The distribution business model in its most honest form: you buy inventory with your money, deliver it to clients who have 30, 60, or 90 days to pay you, and then buy the next round of inventory before the first round is collected. You are, functionally, a lender who also drives a truck.
The Cash Flow Gap, Quantified
On $2M in annual revenue with Net-30 terms and an average actual payment lag of 45 days, you are carrying approximately $246,000 in outstanding receivables at any given moment. That $246K is your money sitting in your clients' bank accounts. Understanding this number is the first step to managing it.
Tactics to Accelerate Collection
Early pay discounts (2/10 Net-30): 2% discount if paid within 10 days moves payment 20 days earlier. Switch from checks to ACH — checks add 3–5 business days of float. ACH arrives in 1–2 business days. Enable online payment in your portal so clients can pay from their phone at 10pm.

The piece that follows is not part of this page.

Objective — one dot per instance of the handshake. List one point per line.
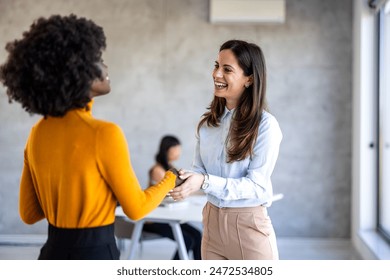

Send automated payment reminders at Day 25, 30, 35, and 45.
Structuring Terms for New Accounts
New accounts should start on prepay or Net-14 for the first two or three order cycles. After 60–90 days of clean payment history, extend Net-30. Terms are a privilege, not a default. When an account's payment latency increases by more than 15 days over two consecutive billing cycles, call them personally — not another email.